The steps below construct example paths and take them apart — joining a root to a relative path, finding a parent, reading a suffix, and recovering the relative path from an absolute one — all without touching the real file system.
In code
Manipulate paths with a path library, never string concatenation.
Python
from pathlib import PurePosixPath
root = PurePosixPath("/home/ada/flu-2024")
rel = PurePosixPath("data/raw/cases.csv")
full = root / rel # join
print("full: ", full)
print("parent: ", full.parent)
print("name: ", full.name)
print("suffix: ", full.suffix)
print("relative: ", full.relative_to(root))
# Same relative path against a different root -> portable.
cluster = PurePosixPath("/scratch/ada/flu-2024")
print("on cluster:", cluster / rel)
full: /home/ada/flu-2024/data/raw/cases.csv
parent: /home/ada/flu-2024/data/raw
name: cases.csv
suffix: .csv
relative: data/raw/cases.csv
on cluster: /scratch/ada/flu-2024/data/raw/cases.csv
R
# fs and here keep paths portable; never paste with "/"
library(fs)
root <- "/home/ada/flu-2024"
full <- path(root, "data", "raw", "cases.csv")
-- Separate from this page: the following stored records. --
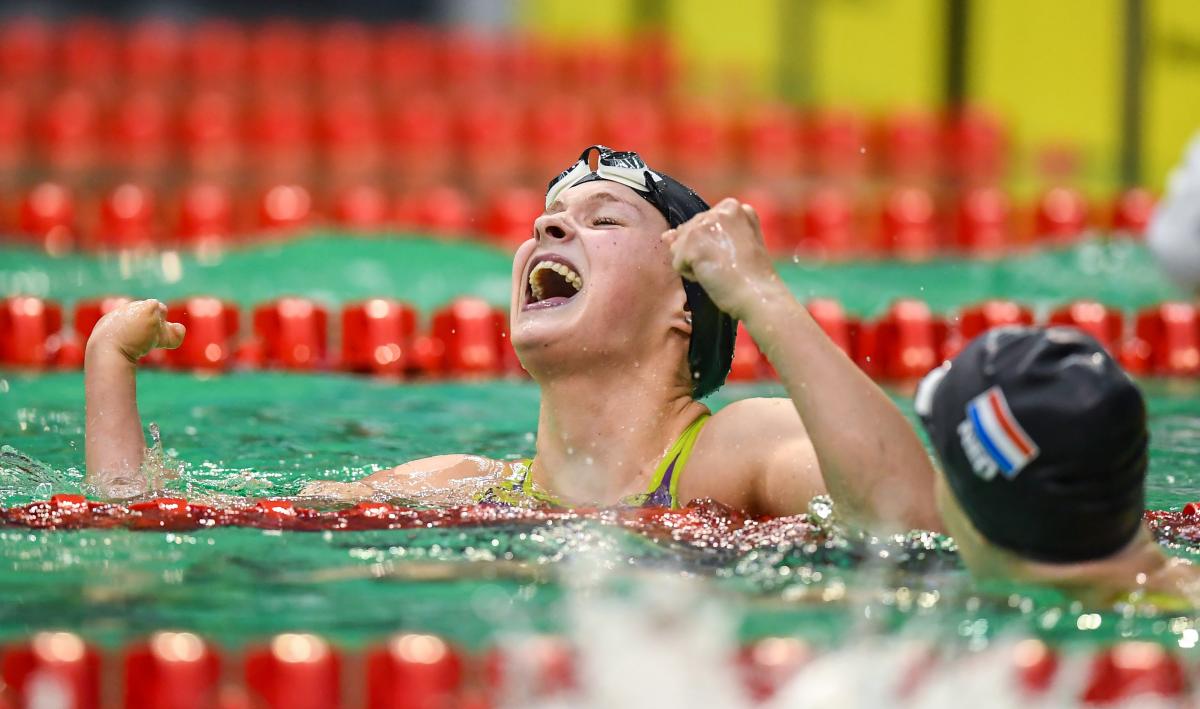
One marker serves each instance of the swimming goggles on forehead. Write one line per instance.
(622, 167)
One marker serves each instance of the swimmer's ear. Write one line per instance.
(681, 320)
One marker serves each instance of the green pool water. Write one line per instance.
(258, 434)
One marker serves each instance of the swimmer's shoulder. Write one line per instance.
(755, 455)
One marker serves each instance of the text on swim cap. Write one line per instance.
(993, 438)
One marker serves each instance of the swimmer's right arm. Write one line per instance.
(114, 440)
(432, 479)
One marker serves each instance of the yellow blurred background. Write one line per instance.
(1109, 86)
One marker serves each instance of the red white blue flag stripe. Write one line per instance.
(1000, 433)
path_dir(full) # parent directory
path_ext(full) # "csv"
path_rel(full, start = root) # relative to the root
Julia
root = "/home/ada/flu-2024"
full = joinpath(root, "data", "raw", "cases.csv")
dirname(full) # parent directory
last(splitext(full)) # ".csv"
relpath(full, root) # relative to the root
Why it matters
A shared analysis breaks most often not in the model but at the boundary — a path that only exists on one laptop, a file saved in the wrong encoding, a Windows line ending that trips a parser. Keeping work in plain text and addressing files with relative paths against a known root is what lets a pipeline run unchanged on a colleague’s machine or a cluster. It is the quiet infrastructure that makes everything else reproducible.